On 9/9/17 12:16 AM, William Allen Simpson wrote:
On 9/8/17 9:44 AM, Daniel Gryniewicz wrote:
On 09/08/2017 09:07 AM, William Allen Simpson wrote:
On 9/7/17 10:47 PM, Malahal Naineni wrote:
Last time I tried, I got the same. A thread was waiting in epoll_wait() with 29
second timeout that, it was working after such a timeout.
I have seen the same, after I sped up the work pool shutdown. The work
pool shutdown will nanosleep 1 second intervals (was 5 seconds) waiting
for that last thread.
I don't know how/why a thread is getting into epoll_wait() during the
window between svc_rqst_shutdown() and work_pool_shutdown(), but that's
what happens sometimes.
Probably need yet another flag in svc_rqst_shutdown().
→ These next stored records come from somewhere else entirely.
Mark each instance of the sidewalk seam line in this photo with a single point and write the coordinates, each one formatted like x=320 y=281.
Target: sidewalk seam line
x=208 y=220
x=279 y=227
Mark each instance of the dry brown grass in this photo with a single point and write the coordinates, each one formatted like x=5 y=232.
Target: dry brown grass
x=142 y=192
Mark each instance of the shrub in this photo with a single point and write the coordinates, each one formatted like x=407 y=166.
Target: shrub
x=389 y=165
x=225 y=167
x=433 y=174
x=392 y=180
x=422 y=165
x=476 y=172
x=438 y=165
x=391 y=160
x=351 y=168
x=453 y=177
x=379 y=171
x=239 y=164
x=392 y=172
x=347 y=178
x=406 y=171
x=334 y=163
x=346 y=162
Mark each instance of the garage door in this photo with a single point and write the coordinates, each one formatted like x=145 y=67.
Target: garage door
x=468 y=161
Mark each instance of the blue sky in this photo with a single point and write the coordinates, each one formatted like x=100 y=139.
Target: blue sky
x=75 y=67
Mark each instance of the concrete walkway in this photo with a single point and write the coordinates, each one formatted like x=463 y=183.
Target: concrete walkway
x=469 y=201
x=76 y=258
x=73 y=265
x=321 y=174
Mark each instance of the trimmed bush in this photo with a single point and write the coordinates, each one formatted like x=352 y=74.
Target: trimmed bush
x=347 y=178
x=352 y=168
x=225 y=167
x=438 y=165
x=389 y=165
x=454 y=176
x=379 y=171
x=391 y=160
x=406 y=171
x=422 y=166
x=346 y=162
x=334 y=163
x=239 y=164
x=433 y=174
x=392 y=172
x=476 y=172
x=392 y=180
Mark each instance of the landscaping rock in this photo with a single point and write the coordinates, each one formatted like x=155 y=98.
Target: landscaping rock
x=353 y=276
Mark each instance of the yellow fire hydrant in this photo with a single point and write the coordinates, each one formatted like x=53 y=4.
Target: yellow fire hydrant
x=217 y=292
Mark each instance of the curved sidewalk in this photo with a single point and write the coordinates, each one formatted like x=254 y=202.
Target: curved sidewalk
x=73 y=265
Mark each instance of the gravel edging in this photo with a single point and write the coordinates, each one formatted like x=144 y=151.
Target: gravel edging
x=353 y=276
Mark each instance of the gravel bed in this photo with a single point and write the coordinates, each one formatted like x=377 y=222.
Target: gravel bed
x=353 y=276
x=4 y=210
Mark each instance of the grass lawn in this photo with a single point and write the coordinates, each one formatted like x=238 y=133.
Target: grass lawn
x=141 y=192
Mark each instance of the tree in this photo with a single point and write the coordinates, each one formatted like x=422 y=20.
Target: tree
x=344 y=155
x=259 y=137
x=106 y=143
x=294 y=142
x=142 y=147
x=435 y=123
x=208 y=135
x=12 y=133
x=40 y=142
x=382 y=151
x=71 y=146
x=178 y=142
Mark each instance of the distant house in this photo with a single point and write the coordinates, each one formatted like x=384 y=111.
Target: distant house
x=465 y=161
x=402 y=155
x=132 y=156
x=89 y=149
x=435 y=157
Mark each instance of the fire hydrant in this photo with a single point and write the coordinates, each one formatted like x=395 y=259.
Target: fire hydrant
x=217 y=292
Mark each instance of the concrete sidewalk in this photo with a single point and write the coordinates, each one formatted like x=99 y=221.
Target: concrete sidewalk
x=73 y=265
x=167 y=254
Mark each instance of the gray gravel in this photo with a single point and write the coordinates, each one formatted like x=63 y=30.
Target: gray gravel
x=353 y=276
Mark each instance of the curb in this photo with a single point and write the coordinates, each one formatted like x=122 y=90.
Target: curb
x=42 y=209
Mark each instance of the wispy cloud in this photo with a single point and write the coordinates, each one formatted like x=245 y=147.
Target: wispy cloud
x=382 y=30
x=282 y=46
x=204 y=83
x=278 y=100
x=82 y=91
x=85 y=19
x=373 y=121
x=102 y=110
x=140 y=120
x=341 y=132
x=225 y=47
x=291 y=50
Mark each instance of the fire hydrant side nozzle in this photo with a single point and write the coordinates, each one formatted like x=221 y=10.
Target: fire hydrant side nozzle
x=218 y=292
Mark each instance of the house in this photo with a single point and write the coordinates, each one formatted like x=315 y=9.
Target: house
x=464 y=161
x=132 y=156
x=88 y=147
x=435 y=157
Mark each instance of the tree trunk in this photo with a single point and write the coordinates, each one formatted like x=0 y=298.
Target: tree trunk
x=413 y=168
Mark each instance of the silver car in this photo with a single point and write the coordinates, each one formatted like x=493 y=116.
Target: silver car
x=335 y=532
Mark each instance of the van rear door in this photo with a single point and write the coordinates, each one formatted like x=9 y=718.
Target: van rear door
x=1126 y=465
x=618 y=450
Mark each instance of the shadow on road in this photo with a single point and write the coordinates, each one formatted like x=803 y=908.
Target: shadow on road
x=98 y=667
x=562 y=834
I'm looking at using an eventfd to wake up threads on shutdown. That way, we
can sleep for a long time while polling.
There's already a signal to awaken the threads on shutdown.
Finally figured it out, but it was complicated and took too long for
review and inclusion into this week's dev release:
(1) nfs_rpc_dispatch_stop() calls svc_rqst_thrd_signal() with
SVC_RQST_SIGNAL_SHUTDOWN for each service listener channel.
(2) somewhere else calls clnt_vc_ncreatef() and clnt_vc_call() over and
over, which sets up another transport epoll fd and then deletes it after
each reply.
Presumably this is unregistering services. Should probably unregister
services *before* nfs_rpc_dispatch_stop() kills the listeners?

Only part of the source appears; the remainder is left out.